FARKLI İSİMLERLE ANILIYOR Sonbahardan yaz ortasına kadar yol kenarlarında, çayırlık ortamlarda serpilen rezene yapraklarıyla sofraları şenlendirirken, sohbaharda da tohumları devreye giriyor. Sofra dergisinin son sayısında geçmişi ve insan vücuduna olumu etkileriyle geniş yer verilen rezenenin tohumları, ilaç yapımında kullanılıyor. Ege'de 'Arapsaçı' namıyla anılan rezene Türkiye'nin farklı köşelerinde farklı isimlerle tanınıyor. Mesela, İnebolu halkı ona 'Bokluk otu' adını yakıştırırken, Diyarbakır'da 'Mayana' diye biliniyor. Adanalılar ise rezeneyi, 'Rezdane' ve 'Sincilip' olarak sofrasına taşıyor. Bu faydalı bitki, semt pazarlarında ve aktarlarda satılıyor. Anasonla tat benzerliği çok kuvvetli olan rezene, hamilelere ve yeni doğmuş bebeklere şifa dağıtmayı kendine bir görev biliyor adeta... Hamileliğinin son günlerinde rezene çayı içen annenin sütü artarken, bu şifalı ot bebeğin gaz çıkarmasına da yardımcı oluyor.

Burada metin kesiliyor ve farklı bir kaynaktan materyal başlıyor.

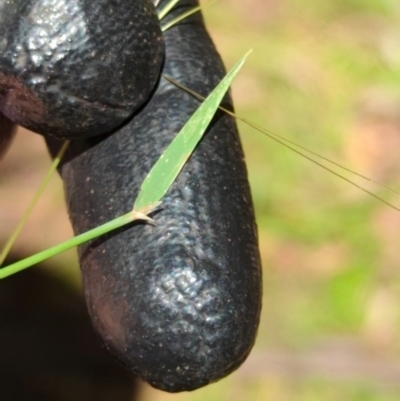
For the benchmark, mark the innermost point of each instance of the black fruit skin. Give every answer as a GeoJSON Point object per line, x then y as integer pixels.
{"type": "Point", "coordinates": [177, 303]}
{"type": "Point", "coordinates": [7, 132]}
{"type": "Point", "coordinates": [75, 69]}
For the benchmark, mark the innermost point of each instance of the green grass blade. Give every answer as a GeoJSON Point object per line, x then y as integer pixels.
{"type": "Point", "coordinates": [167, 168]}
{"type": "Point", "coordinates": [185, 15]}
{"type": "Point", "coordinates": [64, 246]}
{"type": "Point", "coordinates": [7, 248]}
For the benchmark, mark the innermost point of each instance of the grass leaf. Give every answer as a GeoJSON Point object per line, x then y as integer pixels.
{"type": "Point", "coordinates": [167, 168]}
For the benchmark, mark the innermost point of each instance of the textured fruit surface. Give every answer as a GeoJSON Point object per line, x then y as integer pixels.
{"type": "Point", "coordinates": [77, 68]}
{"type": "Point", "coordinates": [179, 302]}
{"type": "Point", "coordinates": [7, 131]}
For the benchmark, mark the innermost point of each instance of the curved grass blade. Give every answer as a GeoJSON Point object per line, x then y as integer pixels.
{"type": "Point", "coordinates": [155, 185]}
{"type": "Point", "coordinates": [284, 141]}
{"type": "Point", "coordinates": [7, 248]}
{"type": "Point", "coordinates": [185, 15]}
{"type": "Point", "coordinates": [165, 10]}
{"type": "Point", "coordinates": [167, 168]}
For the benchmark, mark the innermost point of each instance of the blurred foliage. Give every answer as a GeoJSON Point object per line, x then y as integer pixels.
{"type": "Point", "coordinates": [325, 75]}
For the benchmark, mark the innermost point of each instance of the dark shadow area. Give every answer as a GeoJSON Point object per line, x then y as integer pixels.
{"type": "Point", "coordinates": [48, 349]}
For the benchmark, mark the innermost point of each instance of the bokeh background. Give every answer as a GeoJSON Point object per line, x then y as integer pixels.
{"type": "Point", "coordinates": [327, 76]}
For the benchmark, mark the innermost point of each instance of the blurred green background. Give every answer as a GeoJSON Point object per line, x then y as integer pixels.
{"type": "Point", "coordinates": [325, 75]}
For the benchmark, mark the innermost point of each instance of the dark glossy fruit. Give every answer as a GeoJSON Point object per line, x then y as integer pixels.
{"type": "Point", "coordinates": [77, 68]}
{"type": "Point", "coordinates": [178, 303]}
{"type": "Point", "coordinates": [7, 131]}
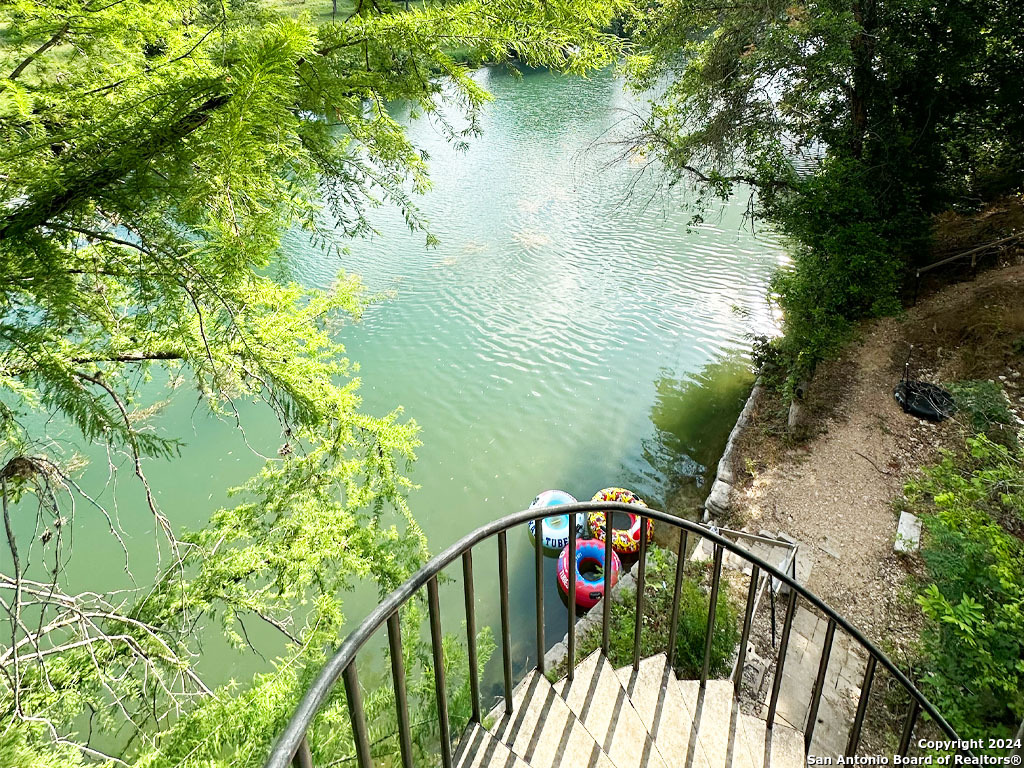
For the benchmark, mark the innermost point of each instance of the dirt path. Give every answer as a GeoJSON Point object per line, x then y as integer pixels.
{"type": "Point", "coordinates": [835, 493]}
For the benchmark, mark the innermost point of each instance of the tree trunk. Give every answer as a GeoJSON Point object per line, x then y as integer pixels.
{"type": "Point", "coordinates": [862, 47]}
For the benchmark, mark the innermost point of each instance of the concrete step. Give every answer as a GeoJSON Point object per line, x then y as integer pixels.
{"type": "Point", "coordinates": [543, 731]}
{"type": "Point", "coordinates": [705, 729]}
{"type": "Point", "coordinates": [480, 750]}
{"type": "Point", "coordinates": [658, 700]}
{"type": "Point", "coordinates": [601, 704]}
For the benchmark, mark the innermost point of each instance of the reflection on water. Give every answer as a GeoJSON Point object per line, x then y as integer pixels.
{"type": "Point", "coordinates": [692, 418]}
{"type": "Point", "coordinates": [562, 335]}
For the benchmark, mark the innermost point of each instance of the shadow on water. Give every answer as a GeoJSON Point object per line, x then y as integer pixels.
{"type": "Point", "coordinates": [692, 418]}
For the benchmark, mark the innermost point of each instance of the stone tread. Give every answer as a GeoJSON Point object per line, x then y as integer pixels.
{"type": "Point", "coordinates": [546, 730]}
{"type": "Point", "coordinates": [480, 750]}
{"type": "Point", "coordinates": [601, 704]}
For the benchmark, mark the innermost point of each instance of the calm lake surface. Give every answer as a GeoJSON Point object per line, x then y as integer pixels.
{"type": "Point", "coordinates": [565, 334]}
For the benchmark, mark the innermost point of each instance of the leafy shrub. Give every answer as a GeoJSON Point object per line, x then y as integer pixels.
{"type": "Point", "coordinates": [986, 407]}
{"type": "Point", "coordinates": [974, 600]}
{"type": "Point", "coordinates": [847, 247]}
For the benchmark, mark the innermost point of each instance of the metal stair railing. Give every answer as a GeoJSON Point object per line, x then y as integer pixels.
{"type": "Point", "coordinates": [292, 745]}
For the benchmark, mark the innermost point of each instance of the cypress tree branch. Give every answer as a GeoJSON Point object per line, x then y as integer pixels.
{"type": "Point", "coordinates": [41, 211]}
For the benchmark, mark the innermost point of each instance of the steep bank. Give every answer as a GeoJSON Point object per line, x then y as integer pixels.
{"type": "Point", "coordinates": [835, 491]}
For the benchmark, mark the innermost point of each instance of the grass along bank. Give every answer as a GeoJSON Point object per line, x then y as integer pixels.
{"type": "Point", "coordinates": [951, 612]}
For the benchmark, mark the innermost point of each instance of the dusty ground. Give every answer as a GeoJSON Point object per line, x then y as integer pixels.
{"type": "Point", "coordinates": [835, 491]}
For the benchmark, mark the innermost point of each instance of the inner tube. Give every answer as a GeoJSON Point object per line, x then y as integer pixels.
{"type": "Point", "coordinates": [625, 542]}
{"type": "Point", "coordinates": [590, 587]}
{"type": "Point", "coordinates": [925, 400]}
{"type": "Point", "coordinates": [554, 529]}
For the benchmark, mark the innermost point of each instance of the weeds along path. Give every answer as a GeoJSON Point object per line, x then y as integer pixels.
{"type": "Point", "coordinates": [835, 492]}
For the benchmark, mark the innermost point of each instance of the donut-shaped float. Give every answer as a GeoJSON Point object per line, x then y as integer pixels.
{"type": "Point", "coordinates": [624, 541]}
{"type": "Point", "coordinates": [590, 584]}
{"type": "Point", "coordinates": [555, 529]}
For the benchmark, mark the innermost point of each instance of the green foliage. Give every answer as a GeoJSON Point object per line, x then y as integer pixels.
{"type": "Point", "coordinates": [849, 121]}
{"type": "Point", "coordinates": [152, 154]}
{"type": "Point", "coordinates": [657, 610]}
{"type": "Point", "coordinates": [845, 266]}
{"type": "Point", "coordinates": [985, 404]}
{"type": "Point", "coordinates": [973, 600]}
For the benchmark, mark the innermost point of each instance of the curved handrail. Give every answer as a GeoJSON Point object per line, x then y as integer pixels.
{"type": "Point", "coordinates": [289, 740]}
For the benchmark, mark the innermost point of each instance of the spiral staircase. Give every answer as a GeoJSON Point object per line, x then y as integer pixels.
{"type": "Point", "coordinates": [640, 715]}
{"type": "Point", "coordinates": [627, 718]}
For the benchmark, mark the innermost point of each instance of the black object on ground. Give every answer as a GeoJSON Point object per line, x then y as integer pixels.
{"type": "Point", "coordinates": [925, 400]}
{"type": "Point", "coordinates": [922, 398]}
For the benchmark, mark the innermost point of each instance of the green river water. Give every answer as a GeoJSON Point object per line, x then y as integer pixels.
{"type": "Point", "coordinates": [565, 334]}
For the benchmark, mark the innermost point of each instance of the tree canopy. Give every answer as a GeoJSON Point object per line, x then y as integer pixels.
{"type": "Point", "coordinates": [153, 154]}
{"type": "Point", "coordinates": [851, 120]}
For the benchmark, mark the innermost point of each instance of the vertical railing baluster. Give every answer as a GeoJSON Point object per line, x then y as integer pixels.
{"type": "Point", "coordinates": [470, 593]}
{"type": "Point", "coordinates": [356, 716]}
{"type": "Point", "coordinates": [503, 598]}
{"type": "Point", "coordinates": [570, 578]}
{"type": "Point", "coordinates": [400, 695]}
{"type": "Point", "coordinates": [680, 571]}
{"type": "Point", "coordinates": [744, 636]}
{"type": "Point", "coordinates": [819, 683]}
{"type": "Point", "coordinates": [911, 720]}
{"type": "Point", "coordinates": [641, 569]}
{"type": "Point", "coordinates": [858, 719]}
{"type": "Point", "coordinates": [783, 645]}
{"type": "Point", "coordinates": [716, 581]}
{"type": "Point", "coordinates": [539, 589]}
{"type": "Point", "coordinates": [438, 659]}
{"type": "Point", "coordinates": [606, 599]}
{"type": "Point", "coordinates": [303, 757]}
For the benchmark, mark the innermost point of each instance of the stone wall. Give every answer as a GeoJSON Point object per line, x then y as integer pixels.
{"type": "Point", "coordinates": [717, 503]}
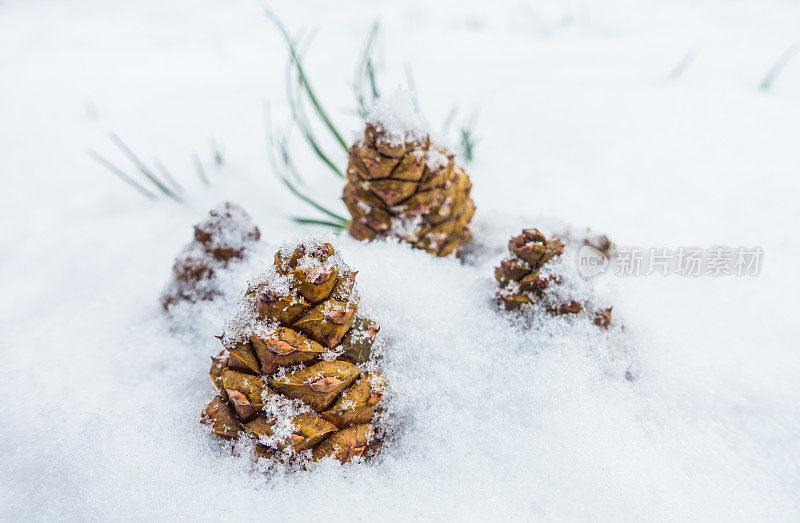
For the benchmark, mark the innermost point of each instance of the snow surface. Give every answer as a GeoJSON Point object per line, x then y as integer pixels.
{"type": "Point", "coordinates": [397, 117]}
{"type": "Point", "coordinates": [583, 120]}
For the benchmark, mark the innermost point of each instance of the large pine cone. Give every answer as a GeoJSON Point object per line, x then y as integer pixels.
{"type": "Point", "coordinates": [225, 235]}
{"type": "Point", "coordinates": [295, 374]}
{"type": "Point", "coordinates": [523, 281]}
{"type": "Point", "coordinates": [408, 188]}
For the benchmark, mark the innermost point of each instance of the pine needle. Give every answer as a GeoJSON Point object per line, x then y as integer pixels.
{"type": "Point", "coordinates": [365, 70]}
{"type": "Point", "coordinates": [201, 172]}
{"type": "Point", "coordinates": [168, 176]}
{"type": "Point", "coordinates": [412, 87]}
{"type": "Point", "coordinates": [278, 149]}
{"type": "Point", "coordinates": [143, 168]}
{"type": "Point", "coordinates": [127, 179]}
{"type": "Point", "coordinates": [304, 81]}
{"type": "Point", "coordinates": [298, 114]}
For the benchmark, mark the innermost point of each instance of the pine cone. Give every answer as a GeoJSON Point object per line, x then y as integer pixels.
{"type": "Point", "coordinates": [522, 280]}
{"type": "Point", "coordinates": [400, 184]}
{"type": "Point", "coordinates": [225, 235]}
{"type": "Point", "coordinates": [288, 376]}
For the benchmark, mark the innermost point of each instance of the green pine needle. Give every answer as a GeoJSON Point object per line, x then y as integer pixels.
{"type": "Point", "coordinates": [303, 79]}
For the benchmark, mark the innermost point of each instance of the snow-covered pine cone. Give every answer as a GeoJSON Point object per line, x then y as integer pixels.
{"type": "Point", "coordinates": [296, 374]}
{"type": "Point", "coordinates": [523, 278]}
{"type": "Point", "coordinates": [225, 235]}
{"type": "Point", "coordinates": [401, 185]}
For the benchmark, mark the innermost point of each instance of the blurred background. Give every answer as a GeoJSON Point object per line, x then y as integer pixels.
{"type": "Point", "coordinates": [660, 123]}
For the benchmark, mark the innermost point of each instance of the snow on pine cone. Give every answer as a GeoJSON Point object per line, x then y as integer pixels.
{"type": "Point", "coordinates": [225, 235]}
{"type": "Point", "coordinates": [535, 274]}
{"type": "Point", "coordinates": [296, 375]}
{"type": "Point", "coordinates": [401, 185]}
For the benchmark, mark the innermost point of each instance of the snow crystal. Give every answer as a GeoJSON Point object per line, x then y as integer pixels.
{"type": "Point", "coordinates": [399, 119]}
{"type": "Point", "coordinates": [491, 417]}
{"type": "Point", "coordinates": [435, 159]}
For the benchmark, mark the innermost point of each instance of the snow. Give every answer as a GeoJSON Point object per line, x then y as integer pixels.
{"type": "Point", "coordinates": [396, 116]}
{"type": "Point", "coordinates": [580, 125]}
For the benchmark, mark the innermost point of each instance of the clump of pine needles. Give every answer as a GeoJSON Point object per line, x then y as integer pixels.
{"type": "Point", "coordinates": [300, 95]}
{"type": "Point", "coordinates": [158, 181]}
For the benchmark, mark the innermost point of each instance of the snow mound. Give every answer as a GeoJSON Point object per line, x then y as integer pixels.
{"type": "Point", "coordinates": [398, 118]}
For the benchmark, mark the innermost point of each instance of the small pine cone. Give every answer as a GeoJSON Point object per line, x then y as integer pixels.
{"type": "Point", "coordinates": [288, 375]}
{"type": "Point", "coordinates": [225, 235]}
{"type": "Point", "coordinates": [601, 242]}
{"type": "Point", "coordinates": [522, 280]}
{"type": "Point", "coordinates": [401, 185]}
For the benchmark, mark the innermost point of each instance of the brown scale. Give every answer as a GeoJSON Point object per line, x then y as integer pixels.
{"type": "Point", "coordinates": [193, 273]}
{"type": "Point", "coordinates": [387, 182]}
{"type": "Point", "coordinates": [521, 281]}
{"type": "Point", "coordinates": [317, 315]}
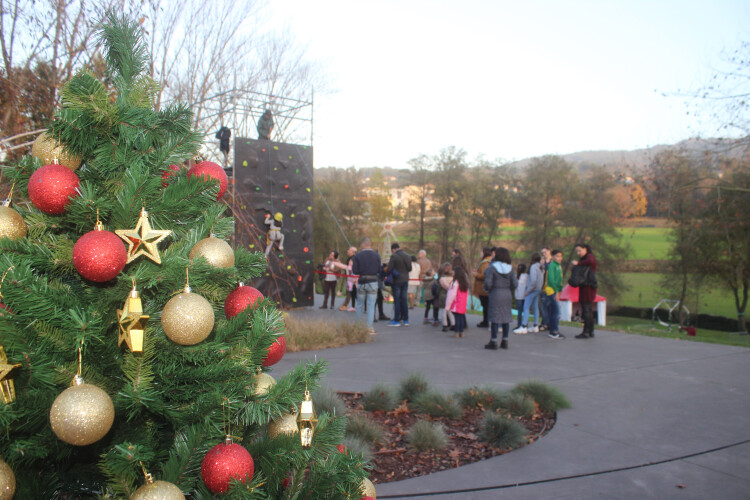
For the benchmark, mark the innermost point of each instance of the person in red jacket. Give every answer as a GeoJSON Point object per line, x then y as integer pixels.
{"type": "Point", "coordinates": [586, 292]}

SİNİRLERİ YATIŞTIRIYOR Bir fincan suda kaynatılan bir tutam rezene tohumu, çay kaşığıyla bebeğe birer yudum içirilince, operasyon tamamlanıyor. Almanya'da ilaç olarak kullanımı onaylanmış bir bitki olan rezene, potasyum ve sodyum açısından çok zengin. Vücut sıvılarının dengelenmesindeki etkisi de bu sodyum- potasyum beraberliğinden kaynaklanıyor. Hazmı kolaylaştırıcı olmanın ötesinde açlığı giderici bir etki de yaratan rezene, mide guruldamalarının en doğal çaresi olarak öneriliyor. Rezene sadece bedenin değil ruhun da beslenmesine yardımcı oluyor. Teskin edici etkisiyle, sinirleri yatıştırıp, mutlu kılıyor.